What’s more, with a tiny house built on a standard 16-foot trailer bed, they can rent a truck, pick up their home, and move to the mountains for the summer, escaping hurricane season and seeking out less sweltering climes where they can live without air conditioning. In the long run, they can also figure out a work schedule that allows them to summer with friends who own farmland in North Carolina, Tennesssee, Georgia, or the South Carolina Upstate and help tend to their farms. For Tremols and Baele, migrant labor is the dream.

Once the house is completed, there will still be a few practical considerations to figure out. The pair need to be able to connect to a city water line or a well for plumbing, and they will need to find a place to plug in for electricity until they can afford solar panels. For the time being, though, they need building supplies and a workshop.
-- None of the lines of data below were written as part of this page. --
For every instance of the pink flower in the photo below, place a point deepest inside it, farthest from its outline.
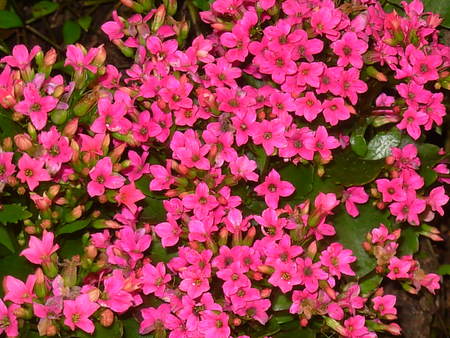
(168, 231)
(310, 273)
(337, 260)
(350, 50)
(102, 177)
(285, 276)
(354, 327)
(78, 311)
(334, 110)
(20, 57)
(155, 279)
(214, 324)
(129, 195)
(273, 188)
(36, 106)
(9, 320)
(18, 291)
(7, 168)
(385, 305)
(39, 251)
(201, 201)
(354, 195)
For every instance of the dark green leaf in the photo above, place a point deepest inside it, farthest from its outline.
(6, 240)
(444, 269)
(71, 32)
(409, 241)
(380, 146)
(357, 140)
(153, 211)
(43, 8)
(9, 20)
(131, 329)
(72, 227)
(348, 169)
(370, 283)
(12, 213)
(14, 265)
(281, 302)
(85, 22)
(301, 177)
(352, 232)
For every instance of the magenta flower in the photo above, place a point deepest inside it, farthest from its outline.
(36, 106)
(7, 168)
(39, 251)
(78, 311)
(337, 260)
(31, 171)
(350, 50)
(310, 273)
(102, 177)
(273, 188)
(129, 195)
(385, 305)
(8, 319)
(155, 279)
(17, 291)
(20, 57)
(354, 195)
(214, 324)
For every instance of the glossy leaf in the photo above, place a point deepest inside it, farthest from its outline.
(71, 32)
(351, 232)
(12, 213)
(9, 20)
(43, 8)
(349, 170)
(380, 146)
Enter Rebecca O’Brien, executive director of the nonprofit Sustainable Warehouse. Her organization, which operates out of a 120,000-square-foot former Government Exchange facility at 2650 Carner Ave., is essentially a more proactive version of a Habitat for Humanity ReStore, going out to would-be demolition sites and tearing them apart piece by piece, salvaging and reselling what’s still usable rather than sending it to a landfill. Two years ago, when O’Brien realized she would need a few extra hands to deconstruct a general store in Cross, S.C., a friend recommended that she contact Tremols and Baele, who showed up to work on a volunteer basis.
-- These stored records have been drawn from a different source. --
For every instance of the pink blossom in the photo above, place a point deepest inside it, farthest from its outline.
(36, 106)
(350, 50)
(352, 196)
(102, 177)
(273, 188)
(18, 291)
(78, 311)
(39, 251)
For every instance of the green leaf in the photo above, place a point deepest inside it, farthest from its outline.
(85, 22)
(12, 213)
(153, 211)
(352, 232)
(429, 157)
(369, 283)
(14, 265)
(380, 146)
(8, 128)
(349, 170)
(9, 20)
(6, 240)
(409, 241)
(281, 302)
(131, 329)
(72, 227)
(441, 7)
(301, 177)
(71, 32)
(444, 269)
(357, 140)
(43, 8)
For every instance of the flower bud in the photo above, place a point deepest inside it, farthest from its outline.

With little more than a sledgehammer and a crowbar, the crew tore down the store, and an old wall-mounted countertop they found inside went on to have a new life as the bar at Bowens Island Restaurant. (Robert Barber, owner of the restaurant, says, “We’ve got a lot of Rebecca in our building over here.”) The rest of what was still usable went into storage at the warehouse.
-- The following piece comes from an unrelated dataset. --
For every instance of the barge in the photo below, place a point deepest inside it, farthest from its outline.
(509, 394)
Soon afterward, O’Brien struck up an informal arrangement with the two: They would help out with deconstructions from time to time, and she would let them use salvaged materials and take up a corner of the cavernous storage facility with their house-in-progress. O’Brien says this is exactly the type of project she had hoped would take place in her facility. She has a number of regular clients but has gotten a few less-than-enthusiastic responses to her own work.

“Some people are just like, ‘What are you doing? Are you crazy?'” she says. “Well, yeah, I am, but this is what can happen with the crazy. It can turn into a house.”

Part of the charm of the tiny house is its amalgamation of source materials. Two windows are from a house in Awendaw. The interior siding is cypress from a house in Mt. Pleasant’s Old Village. The tin roof will be made from the excess of a house in Ravenel.

The salvage-and-build process is anything but speedy. Old buildings have to be torn down without the assistance of wrecking balls and bulldozers, and nails have to be removed from the wood with a pneumatic de-nailer. Thomas, who is still hunting down pieces and a trailer for his tiny house project, sees this as part of the charm.

“I like that. You get to know each piece as you work on it,” he says “So when it comes time to put it in your house, you’ve already spent time with that before and you know the quality of that piece.” Thomas and Chandler’s house will be a little bit larger than Tremols and Baele’s, as they own a dog and need space for an art studio. Still, it will only be 304 square feet.

If anything, the building and planning of two tiny houses has done the obvious for the four roommates: It has brought them closer together.

“That’s one of the big things for Margaret and me is that we get to put our talents together, and we have a tangible product in the end,” Thomas says. “It’ll be our house, and it’s a product of us. That’s as personal as it gets, I think.”